40% of Endocrinologists in MDH still do not feel confident in interpreting and grading images; with only 20% of the participants being trained in interpreting and grading the images. Regarding patients with TIDM, 40% of the participants refer for initial screening 5 years after diagnosis. In patients with TIIDM, 93.3% of the participants refer to initial screening upon diagnosis. 93.3% of the participants recommend fundoscopy during the 1st trimester in Pregnancy with TIDM or TIIDM. If no retinopathy detected, 86.7% of the participants replied that the minimum routine follow up interval should be 1 year. If background retinopathy detected, 80% of the participants replied that the minimum routine follow up interval is 1 year. If pre-proliferative retinopathy is detected, 73.3% of the participants answered that the minimum routine follow up interval is 3 months. For patients with proliferative retinopathy, 73.3% of the participants answered that the minimum routine follow up interval is less than 3 months.
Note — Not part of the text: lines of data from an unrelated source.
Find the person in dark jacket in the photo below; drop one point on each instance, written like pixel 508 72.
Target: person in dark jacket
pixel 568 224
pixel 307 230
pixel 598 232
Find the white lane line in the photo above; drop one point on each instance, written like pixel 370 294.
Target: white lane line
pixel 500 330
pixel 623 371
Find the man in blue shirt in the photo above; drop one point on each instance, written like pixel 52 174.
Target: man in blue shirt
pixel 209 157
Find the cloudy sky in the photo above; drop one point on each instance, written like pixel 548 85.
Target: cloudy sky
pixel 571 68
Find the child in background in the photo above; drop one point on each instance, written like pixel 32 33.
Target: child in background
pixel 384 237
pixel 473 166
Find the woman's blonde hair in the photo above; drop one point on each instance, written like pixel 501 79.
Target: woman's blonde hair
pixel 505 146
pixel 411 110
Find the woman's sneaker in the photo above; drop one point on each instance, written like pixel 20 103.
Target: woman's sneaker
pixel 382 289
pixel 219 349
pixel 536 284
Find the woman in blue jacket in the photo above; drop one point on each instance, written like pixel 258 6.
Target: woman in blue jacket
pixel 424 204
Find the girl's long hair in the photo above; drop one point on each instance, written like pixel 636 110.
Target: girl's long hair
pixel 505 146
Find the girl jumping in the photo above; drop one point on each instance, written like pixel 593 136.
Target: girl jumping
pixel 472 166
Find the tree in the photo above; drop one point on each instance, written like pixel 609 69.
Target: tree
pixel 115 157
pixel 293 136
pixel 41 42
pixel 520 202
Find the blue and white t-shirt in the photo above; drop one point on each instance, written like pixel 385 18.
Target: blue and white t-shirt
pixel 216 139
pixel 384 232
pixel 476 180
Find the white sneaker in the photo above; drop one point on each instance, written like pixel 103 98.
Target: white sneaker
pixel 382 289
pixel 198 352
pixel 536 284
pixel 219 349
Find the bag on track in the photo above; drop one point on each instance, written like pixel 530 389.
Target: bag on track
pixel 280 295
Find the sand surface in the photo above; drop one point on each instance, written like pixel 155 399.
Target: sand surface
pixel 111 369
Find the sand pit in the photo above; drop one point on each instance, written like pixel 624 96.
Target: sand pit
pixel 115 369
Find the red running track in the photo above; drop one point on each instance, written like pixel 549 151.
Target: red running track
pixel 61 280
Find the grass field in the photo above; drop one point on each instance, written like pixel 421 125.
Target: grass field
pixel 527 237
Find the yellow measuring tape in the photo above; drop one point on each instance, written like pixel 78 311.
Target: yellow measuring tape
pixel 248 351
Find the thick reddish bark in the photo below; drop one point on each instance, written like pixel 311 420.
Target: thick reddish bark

To sum up, the results show the need for more awareness of current guidelines on the recommended time interval for initial screening and routine minimum follow up interval in the Endocrinology and Ophthalmology Departments at MDH. Posters or information leaflets should be distributed amongst doctors at the Diabetes Clinic at MDH to guide them in the management of such cases. The Ophthalmology Department should work hand in hand with the Diabetes Clinic to organise more practical sessions on interpreting/grading fundoscopy results which will help the Endocrinologist to accurately monitor and not to miss any diabetic retinopathy changes. Also, both departments should work together on campaigns about diabetic retinopathy to promote better glucose control and regular eye examination.

Conflicts of Interest

The authors declare no conflicts of interest regarding the publication of this paper.